In looking back at the San Diego 2019 commercial real estate market, at the high level, things weren’t that exciting. In fact, the market at the macro level was stuck in equilibrium. The end-of-year countywide total space availability was essentially unchanged from the beginning of the year. Also, total sublease availability was virtually unchanged at 3,600,000 square feet comparing the beginning of the year with year-end. But as with all statistical analysis, the devil is in the details, and there were definitely winners and losers in 2019.

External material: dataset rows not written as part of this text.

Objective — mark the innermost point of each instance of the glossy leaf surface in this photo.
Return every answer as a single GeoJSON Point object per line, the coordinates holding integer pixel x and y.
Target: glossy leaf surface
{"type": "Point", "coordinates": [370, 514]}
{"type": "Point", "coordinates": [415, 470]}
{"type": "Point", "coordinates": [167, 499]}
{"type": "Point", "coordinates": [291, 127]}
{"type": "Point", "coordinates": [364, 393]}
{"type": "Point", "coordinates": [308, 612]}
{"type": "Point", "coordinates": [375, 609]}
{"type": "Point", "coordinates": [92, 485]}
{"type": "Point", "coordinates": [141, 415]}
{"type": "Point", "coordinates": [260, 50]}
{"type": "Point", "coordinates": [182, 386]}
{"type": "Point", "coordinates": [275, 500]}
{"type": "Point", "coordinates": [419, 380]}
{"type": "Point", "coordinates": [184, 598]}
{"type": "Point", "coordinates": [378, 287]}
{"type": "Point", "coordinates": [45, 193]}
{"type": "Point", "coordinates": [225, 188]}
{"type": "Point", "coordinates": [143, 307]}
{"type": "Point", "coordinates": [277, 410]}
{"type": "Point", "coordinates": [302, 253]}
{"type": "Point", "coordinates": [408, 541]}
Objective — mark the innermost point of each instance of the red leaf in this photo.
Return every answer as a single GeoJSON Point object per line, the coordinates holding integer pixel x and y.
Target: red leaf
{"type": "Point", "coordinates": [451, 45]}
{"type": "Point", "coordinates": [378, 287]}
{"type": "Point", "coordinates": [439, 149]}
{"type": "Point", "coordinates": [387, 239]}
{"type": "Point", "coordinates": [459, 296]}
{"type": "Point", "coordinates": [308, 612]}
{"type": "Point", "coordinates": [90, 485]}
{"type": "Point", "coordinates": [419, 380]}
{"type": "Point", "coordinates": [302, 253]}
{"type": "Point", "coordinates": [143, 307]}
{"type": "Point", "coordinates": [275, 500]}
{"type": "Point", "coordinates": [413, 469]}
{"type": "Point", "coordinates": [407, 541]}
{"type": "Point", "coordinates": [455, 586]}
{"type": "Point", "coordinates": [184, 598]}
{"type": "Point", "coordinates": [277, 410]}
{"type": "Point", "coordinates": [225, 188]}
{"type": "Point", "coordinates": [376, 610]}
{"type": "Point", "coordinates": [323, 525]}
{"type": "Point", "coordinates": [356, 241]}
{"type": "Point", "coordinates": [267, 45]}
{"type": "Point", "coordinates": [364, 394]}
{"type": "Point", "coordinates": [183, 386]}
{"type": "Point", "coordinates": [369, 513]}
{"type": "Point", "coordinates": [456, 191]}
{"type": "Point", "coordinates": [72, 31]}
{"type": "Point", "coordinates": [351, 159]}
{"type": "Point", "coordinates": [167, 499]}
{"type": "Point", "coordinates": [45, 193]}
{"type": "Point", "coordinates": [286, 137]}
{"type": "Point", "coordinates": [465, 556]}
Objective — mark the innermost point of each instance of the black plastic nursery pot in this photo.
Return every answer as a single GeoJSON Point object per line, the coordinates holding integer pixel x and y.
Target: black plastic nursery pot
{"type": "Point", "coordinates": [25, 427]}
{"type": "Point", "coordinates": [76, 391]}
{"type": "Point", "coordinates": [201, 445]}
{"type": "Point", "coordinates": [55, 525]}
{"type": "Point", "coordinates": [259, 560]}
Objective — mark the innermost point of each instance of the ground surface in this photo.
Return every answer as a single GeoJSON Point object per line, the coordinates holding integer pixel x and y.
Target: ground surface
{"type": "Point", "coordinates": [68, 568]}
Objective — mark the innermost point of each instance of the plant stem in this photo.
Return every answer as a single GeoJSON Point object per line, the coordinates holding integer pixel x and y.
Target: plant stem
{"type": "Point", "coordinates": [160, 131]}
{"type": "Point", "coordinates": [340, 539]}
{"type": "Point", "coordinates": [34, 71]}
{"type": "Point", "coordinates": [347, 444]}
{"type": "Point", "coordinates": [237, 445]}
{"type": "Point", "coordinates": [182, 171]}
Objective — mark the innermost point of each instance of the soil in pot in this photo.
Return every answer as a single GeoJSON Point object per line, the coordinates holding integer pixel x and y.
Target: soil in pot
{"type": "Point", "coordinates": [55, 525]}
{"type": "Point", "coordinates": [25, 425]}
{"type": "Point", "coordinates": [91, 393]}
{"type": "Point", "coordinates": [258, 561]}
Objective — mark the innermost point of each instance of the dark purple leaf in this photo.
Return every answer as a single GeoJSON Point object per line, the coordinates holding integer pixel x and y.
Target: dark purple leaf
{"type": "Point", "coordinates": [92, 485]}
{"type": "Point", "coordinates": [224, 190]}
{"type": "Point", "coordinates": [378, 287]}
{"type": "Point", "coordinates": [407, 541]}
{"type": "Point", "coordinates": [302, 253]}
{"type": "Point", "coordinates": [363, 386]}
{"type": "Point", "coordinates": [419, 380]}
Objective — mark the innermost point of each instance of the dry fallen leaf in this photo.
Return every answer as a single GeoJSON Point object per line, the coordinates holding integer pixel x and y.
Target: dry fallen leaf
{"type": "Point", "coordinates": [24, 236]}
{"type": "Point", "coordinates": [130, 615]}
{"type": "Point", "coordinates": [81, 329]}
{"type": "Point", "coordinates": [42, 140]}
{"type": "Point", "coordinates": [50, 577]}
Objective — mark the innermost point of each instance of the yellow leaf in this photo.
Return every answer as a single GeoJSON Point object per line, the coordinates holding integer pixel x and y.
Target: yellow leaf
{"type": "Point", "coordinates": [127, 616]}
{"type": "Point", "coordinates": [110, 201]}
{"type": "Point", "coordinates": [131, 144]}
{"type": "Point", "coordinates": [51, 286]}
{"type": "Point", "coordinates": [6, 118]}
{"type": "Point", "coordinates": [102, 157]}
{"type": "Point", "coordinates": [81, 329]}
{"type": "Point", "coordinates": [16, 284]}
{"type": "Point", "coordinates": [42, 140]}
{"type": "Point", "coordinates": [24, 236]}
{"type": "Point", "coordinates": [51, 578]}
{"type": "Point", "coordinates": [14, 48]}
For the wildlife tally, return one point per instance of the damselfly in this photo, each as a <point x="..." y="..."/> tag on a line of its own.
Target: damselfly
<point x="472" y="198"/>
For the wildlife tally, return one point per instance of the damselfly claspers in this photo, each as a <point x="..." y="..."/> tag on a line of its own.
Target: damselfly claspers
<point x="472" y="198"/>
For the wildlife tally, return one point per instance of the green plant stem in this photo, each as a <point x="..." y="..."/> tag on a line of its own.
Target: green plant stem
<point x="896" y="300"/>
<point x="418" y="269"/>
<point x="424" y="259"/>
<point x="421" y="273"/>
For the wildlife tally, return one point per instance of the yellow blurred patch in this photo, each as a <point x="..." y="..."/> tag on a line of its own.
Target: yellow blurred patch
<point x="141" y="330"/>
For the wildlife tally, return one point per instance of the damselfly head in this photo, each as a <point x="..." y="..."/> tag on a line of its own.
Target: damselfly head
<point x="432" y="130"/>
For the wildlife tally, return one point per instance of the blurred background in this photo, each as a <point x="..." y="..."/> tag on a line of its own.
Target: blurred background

The greatest recovery, probably in the history of any office submarket in San Diego County, is UTC. Starting off the year with availability at 11.2%, availability was literally cut down to almost half, ending the year at 6.8%. The average time on market in UTC was also cut from 15 months to 6 months by year-end—the most severe drop I remember in my 30-year career. There are extreme supply shortages of available space in UTC above 10,000 square feet, to the extent that tenants over 40,000 square feet are actually getting pushed out of the market. Apple, which in the last two years has leased 500,000 square feet, took another 44,000 square feet of office space on Towne Centre Drive the last week of December. Hughes Marino client Platform Science, one of the hottest software companies in town, also signed a lease commitment for 48,000 square feet on Towne Centre Drive over the holiday break. The market has become so tight for large blocks of space over 20,000 square feet, that large tenants with leases that expire in 2021 are already in the market or have already entered into major leases, like Hughes Marino client StepStone’s expansion into 40,000 square feet on the top three floors of 4225 Executive Square, to be occupied second quarter of next year.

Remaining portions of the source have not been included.